作品は原曲に描かれた思春期の少女の孤独な心情描写に、山口監督特有のSFテイストを加え、その相乗効果から生み出される物語を映像化したもの。今月初旬に開催された「第10回網走映画祭」では記念特別招待作品に選ばれている。
山口監督は最近ではイケメン俳優たちを擁した『メサイア』シリーズ、三家本礼原作の『血まみれスケバンチェーンソー』といった派手めな作品を手掛けることが多かったのだが、本作では代表作でもある『グシャノビンヅメ』で描いたような思春期の少女特有の微妙な気持ちの揺れを繊細なタッチで描いており、いわば山口監督の面目躍如といったところ。
舞台挨拶では最初に挨拶した山崎が「初主演の初日というのが人生の中で今日なんだなって実感しています」といきなり感極まる場面も。演じた主人公の女子高生・明日夏については「明日夏は等身大の高校生の女の子だったというか、私が高校生の時に持っていたものと共通した思いや悩みを抱えていたので、自分の高校生の時を思い出しながら演じた。実家に帰って卒業アルバムを開いたりしたが、そういうところで、すごく懐かしい思いもあった。そこから頑張っているから今があるんだなという勇気付けられるような役でもあって、今の自分を感じながら、昔の自分のことも感じながら演じた役だった」と話した。

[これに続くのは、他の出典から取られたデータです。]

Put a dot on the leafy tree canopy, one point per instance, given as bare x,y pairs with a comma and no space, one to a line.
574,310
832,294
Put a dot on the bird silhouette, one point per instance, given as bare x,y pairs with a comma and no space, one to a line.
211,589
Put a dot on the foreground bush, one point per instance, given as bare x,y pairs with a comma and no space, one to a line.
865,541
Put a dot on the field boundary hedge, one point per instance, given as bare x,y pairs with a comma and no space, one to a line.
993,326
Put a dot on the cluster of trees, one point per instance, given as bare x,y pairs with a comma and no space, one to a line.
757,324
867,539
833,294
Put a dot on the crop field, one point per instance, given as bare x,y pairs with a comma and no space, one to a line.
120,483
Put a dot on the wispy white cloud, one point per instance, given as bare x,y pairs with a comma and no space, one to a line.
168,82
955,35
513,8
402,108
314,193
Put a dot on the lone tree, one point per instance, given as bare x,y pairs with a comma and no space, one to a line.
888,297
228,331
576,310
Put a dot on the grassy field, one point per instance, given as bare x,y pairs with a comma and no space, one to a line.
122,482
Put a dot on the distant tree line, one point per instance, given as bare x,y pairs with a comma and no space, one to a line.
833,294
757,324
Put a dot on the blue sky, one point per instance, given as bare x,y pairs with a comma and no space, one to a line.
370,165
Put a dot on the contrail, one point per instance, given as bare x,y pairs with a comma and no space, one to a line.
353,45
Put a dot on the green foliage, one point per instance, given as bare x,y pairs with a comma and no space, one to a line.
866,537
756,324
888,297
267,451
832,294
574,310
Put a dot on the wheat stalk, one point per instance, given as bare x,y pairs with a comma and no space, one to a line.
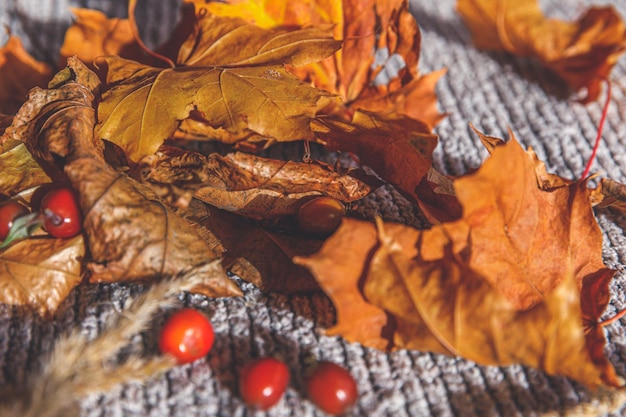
77,367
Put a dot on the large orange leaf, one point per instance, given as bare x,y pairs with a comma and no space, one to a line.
582,53
518,279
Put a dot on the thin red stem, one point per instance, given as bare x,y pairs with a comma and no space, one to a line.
596,145
613,319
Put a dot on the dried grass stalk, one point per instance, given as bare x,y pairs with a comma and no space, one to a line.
77,367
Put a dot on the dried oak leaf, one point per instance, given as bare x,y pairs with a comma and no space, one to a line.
131,235
254,253
93,34
582,53
40,272
19,72
387,81
252,186
398,148
140,110
518,279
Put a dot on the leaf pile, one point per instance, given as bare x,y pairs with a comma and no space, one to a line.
510,272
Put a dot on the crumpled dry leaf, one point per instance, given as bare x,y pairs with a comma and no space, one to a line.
92,34
19,170
140,110
19,72
396,147
521,261
354,72
253,253
582,53
252,186
131,234
40,272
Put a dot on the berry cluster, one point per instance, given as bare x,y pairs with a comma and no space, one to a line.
58,212
188,335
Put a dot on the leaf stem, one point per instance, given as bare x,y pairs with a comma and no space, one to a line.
596,145
613,319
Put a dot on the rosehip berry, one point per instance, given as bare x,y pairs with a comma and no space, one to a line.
187,335
331,388
321,216
263,382
61,213
10,211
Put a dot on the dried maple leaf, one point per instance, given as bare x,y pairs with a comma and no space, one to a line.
19,170
131,234
516,279
92,34
19,72
252,186
140,110
582,53
40,272
354,72
253,253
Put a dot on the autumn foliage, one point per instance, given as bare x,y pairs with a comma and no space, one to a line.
511,270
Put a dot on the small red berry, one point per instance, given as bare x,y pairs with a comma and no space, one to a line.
321,216
62,217
10,211
263,382
187,335
331,388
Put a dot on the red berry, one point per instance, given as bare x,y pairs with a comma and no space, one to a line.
61,213
187,335
263,382
321,216
10,211
331,388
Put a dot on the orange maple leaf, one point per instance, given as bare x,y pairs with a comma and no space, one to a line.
582,53
517,278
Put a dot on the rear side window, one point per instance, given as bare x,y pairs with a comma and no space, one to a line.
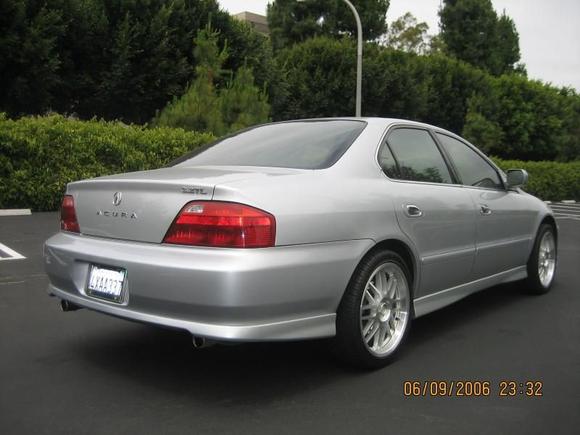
416,155
471,167
299,145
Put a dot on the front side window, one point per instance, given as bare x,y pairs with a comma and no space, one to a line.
471,167
417,157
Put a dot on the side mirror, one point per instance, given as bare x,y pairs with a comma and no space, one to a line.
517,178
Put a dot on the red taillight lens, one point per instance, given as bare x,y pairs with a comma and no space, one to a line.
222,224
68,216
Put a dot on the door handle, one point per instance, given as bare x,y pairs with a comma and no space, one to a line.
484,209
412,210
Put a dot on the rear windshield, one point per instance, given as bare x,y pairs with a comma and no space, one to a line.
299,145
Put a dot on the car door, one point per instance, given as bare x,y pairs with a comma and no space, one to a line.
504,220
435,213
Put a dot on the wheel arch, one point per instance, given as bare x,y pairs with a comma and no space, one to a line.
401,248
549,219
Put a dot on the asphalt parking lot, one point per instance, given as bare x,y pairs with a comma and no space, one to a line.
85,373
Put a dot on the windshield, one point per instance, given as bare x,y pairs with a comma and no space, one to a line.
299,145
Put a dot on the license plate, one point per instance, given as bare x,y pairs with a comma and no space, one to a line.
106,283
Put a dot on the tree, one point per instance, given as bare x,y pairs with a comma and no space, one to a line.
472,32
30,65
291,21
114,59
205,107
408,35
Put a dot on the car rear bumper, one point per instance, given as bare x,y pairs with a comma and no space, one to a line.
281,293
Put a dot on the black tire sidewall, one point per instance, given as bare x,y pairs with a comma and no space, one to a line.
349,344
533,283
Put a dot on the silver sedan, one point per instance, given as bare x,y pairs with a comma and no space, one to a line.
343,228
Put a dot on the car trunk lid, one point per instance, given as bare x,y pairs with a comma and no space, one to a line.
141,206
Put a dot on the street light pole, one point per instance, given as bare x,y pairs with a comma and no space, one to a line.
358,110
358,59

「弔屋」という謎に包まれた役を演じた玉城裕規は山口作品には今回で4作目の出演となるのだが「監督とどういうふうに違和感を出していくか、といったことを話し合いながらやっていたが、その作業も楽しかった。生きる意味とかなんで生きているんだろうというのはトリノコシティのメーンを担っているワード。たまにそういうことは考えたりするので、生きている人間を客観的に見ている(弔屋を演じた)ことは、少し勉強になった。見ていて楽しかった」と話した。また撮影現場については「監督の作品の共通点はスケジュールがタイトなこと。でもそんな中でも綺麗な画だったり、伝えたいことを切り取っていただけるので、安心感というか不安要素はなかった」などと話した。
40mP「いつか映画の音楽を作ってみたいという気持ちはずっと持っていた」
劇中の音楽も制作した40mPは「自分の曲が小説化や漫画化されたことはあったが、映像化というのは今回が初めて。どんなふうになるのか全く想像がつかない中で、ちょっと見てみたいという気持ちもあった。お話をいただいて監督やプロデューサーさんとお話しする中で、この人たちならきっと原曲をちゃんとくみ取っていいものを作ってくれるんじゃないかなという熱意を感じたので、ぜひ映像を見てみたいと思って受けさせていただいた」と話した。そして実際に作品を見て「完成版を見たのは今日が初めて。音楽がどんなふうに使われているのか分からない状態だったので緊張しながら見ていた。音楽が使われていなかったらどうしよう、って。実際、使われていない曲もあったんですが(笑)。もともと音楽を始めたきっかけが小学生の時に『もののけ姫』を映画館で見て久石譲さんの音楽にすごい感動してピアノを始めたことだったので、いつか映画の音楽を作ってみたいという気持ちはずっと持っていた。今回それが叶って光栄に思っています。みなさん、撮影がタイトだったと言ってましたが、音楽のほうも半月くらいしかなくて(笑)。どうしようかなと思いながらの作業だったんですが、作っている間はすごく楽しくて。今までやったことのないことだったし、もともと自分のやりたいことだったので、やりがいを感じながら制作できた」などと話した。
最後に山口監督は「今までも原作のある作品をやらせていただいたことがあるんですが、原作ものをやる時に常に気をつけなければと思っているのは、まず原作の世界観だったりイメージだったりメッセージをどれだけ大切にできるかということ。それをスタッフやキャストとちゃんと共有していくということをやっている。今回、特に難しかったのは歌詞から物語を作り出すというところ。そのなかで40mPさんが曲に込めたメッセージや思いをいかにくみ取って、いかに物語に表現するかということをプロデューサーの岩田さんや脚本家の横山さんとも時間をかけて話し合った」などと話した。
同作はシネマート新宿で1月5日まで上演。その後、全国で順次公開の予定。